An example: You have one report that fetches data from the following tables in a snowflake fashion:

Region <--> Supplier <-->Customer <--> Sales fact<-->Date

We know that sales fact is much bigger. Region has to go through supplier in order to find customer, and then go to the sales fact to find the measures for those selected customers based on date and regions. So if I go from regions to supplier and then customer, I will obtain a pretty small list of records. Then I will just search into the sales fact for these small list of customers instead of scanning the whole fact table. Other way to get the result would be, get all of the sales fact records, then take the record and search into customer and eventually get you the region. First way is much faster then the second way because the driving data set is much smaller. The explain plan will outline the flow of the joins. Analyze that and see if you are using the wrong data set as driver.

Sometimes, graphs and charts can cost system overheads too. Putting too many charts and graphs on one dashboard will slow down the performance.

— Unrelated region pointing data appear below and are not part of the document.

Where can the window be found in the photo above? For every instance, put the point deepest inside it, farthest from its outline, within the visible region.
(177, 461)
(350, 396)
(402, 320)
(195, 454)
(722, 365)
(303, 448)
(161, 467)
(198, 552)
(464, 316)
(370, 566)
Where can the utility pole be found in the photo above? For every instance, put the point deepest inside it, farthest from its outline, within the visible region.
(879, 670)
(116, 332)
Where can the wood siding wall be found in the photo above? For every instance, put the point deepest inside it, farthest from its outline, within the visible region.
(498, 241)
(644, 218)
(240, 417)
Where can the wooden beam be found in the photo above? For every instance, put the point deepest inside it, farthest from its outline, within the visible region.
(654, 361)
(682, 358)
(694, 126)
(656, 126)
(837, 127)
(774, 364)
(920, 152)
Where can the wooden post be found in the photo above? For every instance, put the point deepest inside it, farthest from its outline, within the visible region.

Although caching, aggregate tables are available in OBIEE as features, don't look at it as magic bullets. Especially caching, it has cost and it won't work in ad-hoc environment.

Understanding your hardware resources and system environment is another important aspect of performance tuning. You need to know where your limit is.

In summary, performance tuning is a very common practice in all OBIEE project because we all face slow performance. Certain things can be avoided by having a clean design, other issues will have to be investigated and tuned at the query and DB Level, while there are still possible solutions using OBIEE features. Still there will be some issues you just can't fix. As a last resort, a deep understanding of what the customer wants is important before you apply the workaround so that you can manage the expectation properly.